Saturday, November 3, 2007

This has been one of the more difficult weeks that I have had for a while now. Halloween without Joseph was lonely and sad. Yesterday was All Soul's Day and my church always does a memorial for the families of our parish who have lost a loved one since the last All Soul's Day. We all bring a picture to put on the altar...this is my third All Soul's Day memorial mass. First it was grandpa. Then it was Dad. I never could have imagined it being Joseph though. Seeing his smiling face up there among the others who have passed away, there in the church that I have avoided since his funeral....I cried more at that memorial last night than I did during his funeral services. I felt so bewildered and stunned...stunned that this thing that only happens to other people has happened to me. To us. Ten months. Its been just short of ten months since I have seen my Joe-Gi. Eleven since I have heard his voice. I miss him with a hollow desolation...disbelief that I will never see him again washing over me, particularly in the evenings when I am very tired, but with me through the day to some extent as well. Big Joe has been so patient. I was really doing better for a time and it has to be confusing and painful to watch me struggling again now that we are headed toward the holidays. He wants to talk about our Christmas budget this weekend and start getting things in order for gift buying and the like. I feel sick when I start trying to remember how much I usually spend on the kids and to work out the numbers. Simply multiplying by two instead of three is like some loud, heavy door slamming in my head. Grief is so selfish, so self absorbed. If I believe what I was told growing up and what I heard at church last night, Joseph is in a place that has been prepared for him, past the point of suffering and pain, capable of loving on a level that I cannot even conceptualize yet. I can start to feel very bad about myself for my current lack of faith and for the fact that even if I really do believe all those things (I think I do..but that overwhelming feeling of yes! There is a God and I KNOW it! is gone because even if there is I don't like Him very much right now) that I would rather have Joseph here with me....as I said. Selfish. I can take comfort in the fact that he is in that mythical "better place" but the flip side of that coin is that he is not here. He's dead. And goodness knows I have never been very good at waiting.
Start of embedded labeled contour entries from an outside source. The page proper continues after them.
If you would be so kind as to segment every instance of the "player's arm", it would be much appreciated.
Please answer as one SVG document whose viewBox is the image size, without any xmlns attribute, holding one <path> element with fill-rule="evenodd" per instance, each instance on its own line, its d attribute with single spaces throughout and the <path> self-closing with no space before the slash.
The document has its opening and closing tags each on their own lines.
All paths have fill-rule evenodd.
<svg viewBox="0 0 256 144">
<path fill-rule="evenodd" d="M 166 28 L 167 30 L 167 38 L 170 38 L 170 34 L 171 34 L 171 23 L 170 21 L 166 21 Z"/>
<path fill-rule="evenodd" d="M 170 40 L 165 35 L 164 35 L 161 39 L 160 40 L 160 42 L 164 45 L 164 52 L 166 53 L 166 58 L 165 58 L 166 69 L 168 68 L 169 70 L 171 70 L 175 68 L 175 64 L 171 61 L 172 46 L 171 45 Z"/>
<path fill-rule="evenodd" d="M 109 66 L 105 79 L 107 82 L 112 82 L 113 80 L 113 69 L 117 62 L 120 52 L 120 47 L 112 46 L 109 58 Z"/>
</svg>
I do ponder a lot over the book A Grief Observed by C.S. Lewis. I pick it up often and read blurbs from it. He captured so much of the essence of grief over the death of his much loved wife from cancer. He makes a good point, that none of us really know that we have faith or that we are believers until something happens that makes us utilize that faith or belief. That everyone can crow to the heavens over Jesus and heaven, but that a loss like this kicks the platform out from underneath us. His own faith faltered for a time. Maybe I will find mine again too. But I cannot hear God right now over the wailing of my own broken heart.

A woman took Joseph's picture from my hands as I went to the altar to collect it to take it back home. She was a little bit of an oddity, soft spoken but smiling brilliantly and the first person to approach me in such a forward fashion to ask me about my son. I think she followed me up there. She must have seen me weeping through the service. She asked how old he was when he died and what his name was. And then she told me, not in a judgemental way or a scolding fashion, but more as if she were marveling at something beautiful "He is rejoicing..Oh he is rejoicing now!" I think in another time and place I would have hated her for that, thinking of all Joseph suffered and feeling as if she had neatly swept all of that away with one blithe statement, that it would have seemed to be more about comforting herself than about any real attempt to impart comfort to me. But this didn't feel that way. My spirit went quiet inside and all I could manage was a meek "I hope so". I would like that faith again, that certainty. It would be comforting to know where Joseph is and when, in a vague sense, that I will see him again.

So please keep us in your prayers. The hardest time both just in terms of the seasons and holidays but also in terms of anniversaries of Joseph's journey are coming up swiftly. Its like watching a hurricane approach.